Arturo fissò la firma. Sara. La sua Sara. La figlia che aveva cacciato di casa dieci anni prima perché voleva sposare un musicista invece dell’avvocato che lui aveva scelto per lei.

Le aveva detto: «Se esci da quella porta, per me sei morta. Non tornare da me quando avrai fame.»

E lei non era tornata. Mai.

Aveva avuto fame. Aveva avuto freddo. Negli appartamenti di un edificio che apparteneva a lui.

La verità gli arrivò addosso come un’onda enorme. Lui stava sfrattando gli inquilini delle Case San Pio. Due giorni prima aveva fatto staccare il riscaldamento per “invogliarli” ad andarsene.

Aveva ucciso sua figlia.

«Signore?» La voce di Lia lo strappò al suo incubo. Tremava tutta, le labbra già di un viola spaventoso. «La lettera dice qualcosa di brutto? Perché sta piangendo?»
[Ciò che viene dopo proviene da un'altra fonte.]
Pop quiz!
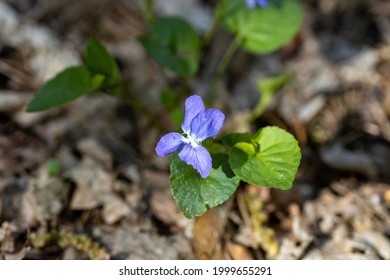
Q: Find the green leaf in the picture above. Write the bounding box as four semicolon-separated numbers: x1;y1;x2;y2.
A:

Arturo portò una mano alla guancia. Era bagnata. Non si era neanche accorto di star piangendo. Guardò la bambina – sua nipote. In quel viso sporco riconobbe il naso di Sara. E il mento di sua madre.

In quel momento, Covi fraintese tutto. Vide il suo capo in lacrime e pensò che la bambina lo avesse offeso o ferito in qualche modo.

«Adesso basta!» ringhiò. «Lascialo in pace, piccola teppista!»

Le afferrò il cappuccio del cappotto e la strattonò indietro. La forza la sollevò quasi da terra. Lia urlò, un grido acuto di terrore, e lasciò cadere un piccolo orsetto di peluche nella neve fangosa.

Dentro Arturo qualcosa si spezzò. L’imprenditore calcolatore morì in quell’istante.

«NO!»

Il ruggito che gli uscì dalla gola era animale. Un suono grezzo, di rabbia e dolore puri.

Non pensò. Si lanciò in avanti. Arturo, che non aveva mai tirato un pugno in vita sua, spinse il corpulento Covi con una forza che non sapeva di avere. La guardia scivolò sul ghiaccio e cadde all’indietro.

«Toglile le mani di dosso!» urlò Arturo, con la voce spezzata.

La strada si zittì. I manifestanti abbassarono i cartelli. I giornalisti ingrandirono l’immagine. Il grande Arturo Sereni era in ginocchio nel fango, il suo completo costosissimo imbevuto di acqua sporca.

Strisciò verso Lia, che si era rannicchiata, coprendosi la testa con le braccia.

«Scusa» singhiozzava lei. «Scusa, non volevo farla arrabbiare!»